地域別に見ると、ジウマ氏は北東伯でダッタフォーリャ、イボッピ共に70%を超える支持率を獲得している。残りの地域ではややアエシオ氏が有利か互角の展開なので、ここで差がついたと見ることができる。

北東伯はジウマ氏とルーラ前大統領が重点的にキャンペーンを行なった場所で、両者共に激しくアエシオ氏を批判している。ジウマ氏は21日、ペルナンブッコ州ゴイアーナでの集会の演説で「アエシオ氏が当選の際には連邦貯蓄銀行(CAIXA)や社会経済開発銀行(BNDES)の監査を行なう予定だ」といい、それによってこれらの公的銀行からの支出が滞れば、ボウサ・ファミリアにも影響を与えかねないと語っている。

またルーラ氏も同集会で、「PSDBは北東伯の人々に偏見がある。もし当選してしまうと、ナチス・ドイツがユダヤ人に対して行なったのと同じことをしてしまう」と語り、さらに「イエス・キリストを殺したヘロデより残忍だ」とまで発言している。

こうした展開もあり、ダッタフォーリャの世帯別調査の「最低給与の2倍以下」の貧困層のあいだで、ジウマ氏は64%の支持を獲得している。
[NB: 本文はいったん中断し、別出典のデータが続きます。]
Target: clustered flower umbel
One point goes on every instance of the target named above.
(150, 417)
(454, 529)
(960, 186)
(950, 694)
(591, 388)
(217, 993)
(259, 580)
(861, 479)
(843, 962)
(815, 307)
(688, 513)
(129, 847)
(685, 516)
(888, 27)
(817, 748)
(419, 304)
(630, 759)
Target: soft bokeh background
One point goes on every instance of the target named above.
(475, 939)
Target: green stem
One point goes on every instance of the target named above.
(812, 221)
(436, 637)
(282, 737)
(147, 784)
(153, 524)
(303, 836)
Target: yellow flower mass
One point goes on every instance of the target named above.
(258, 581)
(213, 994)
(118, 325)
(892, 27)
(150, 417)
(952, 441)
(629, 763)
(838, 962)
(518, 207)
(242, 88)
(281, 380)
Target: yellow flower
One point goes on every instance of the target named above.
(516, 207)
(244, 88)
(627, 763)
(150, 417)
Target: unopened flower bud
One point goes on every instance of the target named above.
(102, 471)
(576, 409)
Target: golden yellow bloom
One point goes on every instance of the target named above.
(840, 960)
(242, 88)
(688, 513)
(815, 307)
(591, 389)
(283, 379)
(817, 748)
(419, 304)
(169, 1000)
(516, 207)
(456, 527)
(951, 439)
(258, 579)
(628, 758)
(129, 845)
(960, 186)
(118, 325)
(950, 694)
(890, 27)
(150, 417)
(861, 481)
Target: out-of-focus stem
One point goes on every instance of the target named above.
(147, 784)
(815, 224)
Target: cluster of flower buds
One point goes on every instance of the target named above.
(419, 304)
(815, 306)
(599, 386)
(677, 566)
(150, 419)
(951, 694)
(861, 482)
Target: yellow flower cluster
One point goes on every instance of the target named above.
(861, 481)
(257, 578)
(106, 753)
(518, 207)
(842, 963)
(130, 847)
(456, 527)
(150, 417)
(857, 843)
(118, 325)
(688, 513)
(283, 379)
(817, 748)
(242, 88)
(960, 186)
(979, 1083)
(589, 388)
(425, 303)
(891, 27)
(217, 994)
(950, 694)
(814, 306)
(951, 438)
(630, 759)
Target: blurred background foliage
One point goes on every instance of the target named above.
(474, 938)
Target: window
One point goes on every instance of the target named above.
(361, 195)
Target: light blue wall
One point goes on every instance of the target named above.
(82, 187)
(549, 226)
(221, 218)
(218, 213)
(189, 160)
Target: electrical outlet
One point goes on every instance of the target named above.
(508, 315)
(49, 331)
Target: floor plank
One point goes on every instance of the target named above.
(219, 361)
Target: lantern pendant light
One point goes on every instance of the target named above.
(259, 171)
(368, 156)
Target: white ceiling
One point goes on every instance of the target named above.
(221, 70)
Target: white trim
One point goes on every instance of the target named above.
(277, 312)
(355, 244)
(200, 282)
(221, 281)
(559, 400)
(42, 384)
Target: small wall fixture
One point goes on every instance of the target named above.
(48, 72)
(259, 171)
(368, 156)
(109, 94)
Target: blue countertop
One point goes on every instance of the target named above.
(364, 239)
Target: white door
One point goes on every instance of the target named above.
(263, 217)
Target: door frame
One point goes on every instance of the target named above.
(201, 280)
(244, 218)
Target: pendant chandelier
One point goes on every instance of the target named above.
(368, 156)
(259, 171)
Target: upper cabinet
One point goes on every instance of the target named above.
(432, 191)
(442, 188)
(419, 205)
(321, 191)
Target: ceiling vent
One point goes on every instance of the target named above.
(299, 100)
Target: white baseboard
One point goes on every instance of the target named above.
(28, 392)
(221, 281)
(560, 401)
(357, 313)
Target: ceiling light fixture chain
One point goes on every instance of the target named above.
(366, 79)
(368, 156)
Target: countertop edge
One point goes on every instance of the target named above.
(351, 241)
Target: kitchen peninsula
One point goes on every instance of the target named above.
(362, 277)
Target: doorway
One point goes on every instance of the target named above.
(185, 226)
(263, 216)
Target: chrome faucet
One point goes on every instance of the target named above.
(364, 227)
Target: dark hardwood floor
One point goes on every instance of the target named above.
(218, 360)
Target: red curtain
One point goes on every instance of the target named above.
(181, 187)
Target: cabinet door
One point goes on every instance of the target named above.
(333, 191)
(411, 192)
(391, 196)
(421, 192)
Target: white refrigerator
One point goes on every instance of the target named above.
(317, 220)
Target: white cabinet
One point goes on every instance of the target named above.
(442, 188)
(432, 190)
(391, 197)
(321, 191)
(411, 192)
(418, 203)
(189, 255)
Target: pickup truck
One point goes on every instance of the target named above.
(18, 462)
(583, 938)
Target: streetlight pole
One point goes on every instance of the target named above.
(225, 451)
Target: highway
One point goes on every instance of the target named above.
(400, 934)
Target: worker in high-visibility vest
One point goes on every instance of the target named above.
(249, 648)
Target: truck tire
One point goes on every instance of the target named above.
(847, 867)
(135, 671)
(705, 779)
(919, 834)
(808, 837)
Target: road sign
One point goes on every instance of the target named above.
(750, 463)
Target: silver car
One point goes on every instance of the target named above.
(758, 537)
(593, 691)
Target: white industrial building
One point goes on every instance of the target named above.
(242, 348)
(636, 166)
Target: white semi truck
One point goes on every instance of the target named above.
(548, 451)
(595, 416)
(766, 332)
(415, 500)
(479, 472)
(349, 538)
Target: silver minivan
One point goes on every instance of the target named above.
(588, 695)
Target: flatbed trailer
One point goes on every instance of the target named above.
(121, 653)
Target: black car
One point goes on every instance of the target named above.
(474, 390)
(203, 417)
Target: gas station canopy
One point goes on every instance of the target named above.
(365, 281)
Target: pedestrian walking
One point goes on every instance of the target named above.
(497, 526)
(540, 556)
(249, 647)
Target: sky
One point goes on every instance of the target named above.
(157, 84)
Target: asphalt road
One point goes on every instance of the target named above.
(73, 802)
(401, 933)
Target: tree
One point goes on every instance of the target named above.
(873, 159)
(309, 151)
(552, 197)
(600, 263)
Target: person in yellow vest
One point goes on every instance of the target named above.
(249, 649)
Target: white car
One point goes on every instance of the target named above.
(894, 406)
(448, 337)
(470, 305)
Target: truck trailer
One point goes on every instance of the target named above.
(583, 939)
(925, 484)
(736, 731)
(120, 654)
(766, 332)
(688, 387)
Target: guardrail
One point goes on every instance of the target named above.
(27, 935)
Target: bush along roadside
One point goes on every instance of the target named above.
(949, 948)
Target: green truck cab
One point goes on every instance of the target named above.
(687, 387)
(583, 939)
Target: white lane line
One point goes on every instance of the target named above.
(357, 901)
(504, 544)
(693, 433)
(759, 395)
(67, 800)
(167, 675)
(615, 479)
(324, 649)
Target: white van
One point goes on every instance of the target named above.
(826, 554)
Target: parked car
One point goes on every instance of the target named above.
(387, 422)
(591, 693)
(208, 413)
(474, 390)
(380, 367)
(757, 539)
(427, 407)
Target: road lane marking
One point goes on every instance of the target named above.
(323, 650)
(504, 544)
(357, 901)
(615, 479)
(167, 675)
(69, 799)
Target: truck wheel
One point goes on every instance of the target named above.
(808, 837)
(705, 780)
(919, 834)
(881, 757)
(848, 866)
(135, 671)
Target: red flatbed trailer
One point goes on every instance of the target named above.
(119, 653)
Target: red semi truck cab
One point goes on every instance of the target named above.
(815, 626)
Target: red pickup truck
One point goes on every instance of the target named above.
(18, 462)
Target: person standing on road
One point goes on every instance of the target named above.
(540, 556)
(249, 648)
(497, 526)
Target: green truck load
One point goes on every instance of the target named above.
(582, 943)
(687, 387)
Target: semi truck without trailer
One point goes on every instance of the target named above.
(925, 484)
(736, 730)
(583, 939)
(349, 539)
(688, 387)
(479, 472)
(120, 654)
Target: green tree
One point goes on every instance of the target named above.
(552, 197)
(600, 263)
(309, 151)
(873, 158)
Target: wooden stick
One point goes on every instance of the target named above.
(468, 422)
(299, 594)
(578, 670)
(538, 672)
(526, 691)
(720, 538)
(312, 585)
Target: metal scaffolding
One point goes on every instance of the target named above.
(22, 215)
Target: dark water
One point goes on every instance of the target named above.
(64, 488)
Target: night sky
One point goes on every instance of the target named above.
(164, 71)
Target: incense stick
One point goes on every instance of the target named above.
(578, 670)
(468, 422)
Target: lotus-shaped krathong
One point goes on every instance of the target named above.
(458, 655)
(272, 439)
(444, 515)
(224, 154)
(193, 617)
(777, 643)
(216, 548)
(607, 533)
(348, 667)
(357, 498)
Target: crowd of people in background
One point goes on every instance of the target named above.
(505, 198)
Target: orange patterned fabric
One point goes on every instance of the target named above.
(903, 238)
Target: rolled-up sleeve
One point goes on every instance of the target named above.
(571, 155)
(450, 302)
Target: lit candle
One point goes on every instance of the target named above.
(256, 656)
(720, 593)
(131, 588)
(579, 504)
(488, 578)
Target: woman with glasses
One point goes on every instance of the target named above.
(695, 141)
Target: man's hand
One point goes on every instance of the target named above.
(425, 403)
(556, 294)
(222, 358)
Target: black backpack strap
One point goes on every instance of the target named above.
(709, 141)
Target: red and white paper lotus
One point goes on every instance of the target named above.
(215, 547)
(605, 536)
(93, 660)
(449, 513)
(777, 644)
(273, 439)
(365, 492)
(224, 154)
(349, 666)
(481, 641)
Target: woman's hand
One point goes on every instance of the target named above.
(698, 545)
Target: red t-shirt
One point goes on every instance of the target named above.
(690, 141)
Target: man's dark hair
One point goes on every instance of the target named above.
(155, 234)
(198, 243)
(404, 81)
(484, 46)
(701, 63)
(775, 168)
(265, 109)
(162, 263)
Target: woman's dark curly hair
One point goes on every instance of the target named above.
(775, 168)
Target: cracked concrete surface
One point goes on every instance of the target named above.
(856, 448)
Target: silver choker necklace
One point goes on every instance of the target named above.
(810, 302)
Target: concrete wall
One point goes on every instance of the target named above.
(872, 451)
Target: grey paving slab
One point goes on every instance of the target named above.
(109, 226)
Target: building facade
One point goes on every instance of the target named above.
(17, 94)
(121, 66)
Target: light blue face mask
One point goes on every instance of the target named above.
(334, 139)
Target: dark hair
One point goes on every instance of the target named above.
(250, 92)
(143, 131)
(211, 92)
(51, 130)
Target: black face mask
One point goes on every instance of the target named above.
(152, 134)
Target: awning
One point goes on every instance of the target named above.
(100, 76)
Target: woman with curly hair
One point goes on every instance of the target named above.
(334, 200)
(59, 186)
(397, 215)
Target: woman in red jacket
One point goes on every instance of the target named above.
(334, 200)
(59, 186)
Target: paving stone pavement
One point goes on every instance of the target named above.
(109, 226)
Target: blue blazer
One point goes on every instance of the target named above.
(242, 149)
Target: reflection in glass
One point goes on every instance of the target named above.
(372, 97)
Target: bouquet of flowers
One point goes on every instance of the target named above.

また、女性票の得票に関しても、ジウマ氏はアエシオ氏にいずれの調査でも10%ポイント近くの差をつけてリードしている。これはPTが選挙キャンペーンで、アエシオ氏がジウマ氏に対して「レヴィアーナ(思慮が浅い)」と呼んだ場面と、一次選での大統領候補討論会でのルシアナ・ジェンロ氏との討論の模様を映し、「女性に対して敬意を払わない人物」と揶揄したことも影響している。

またルーラ氏は18日のベロ・オリゾンテ(べロオリゾンチ)での集会で、アエシオ氏のことを「女性に暴力を振るったことのあるような人物」と称していた。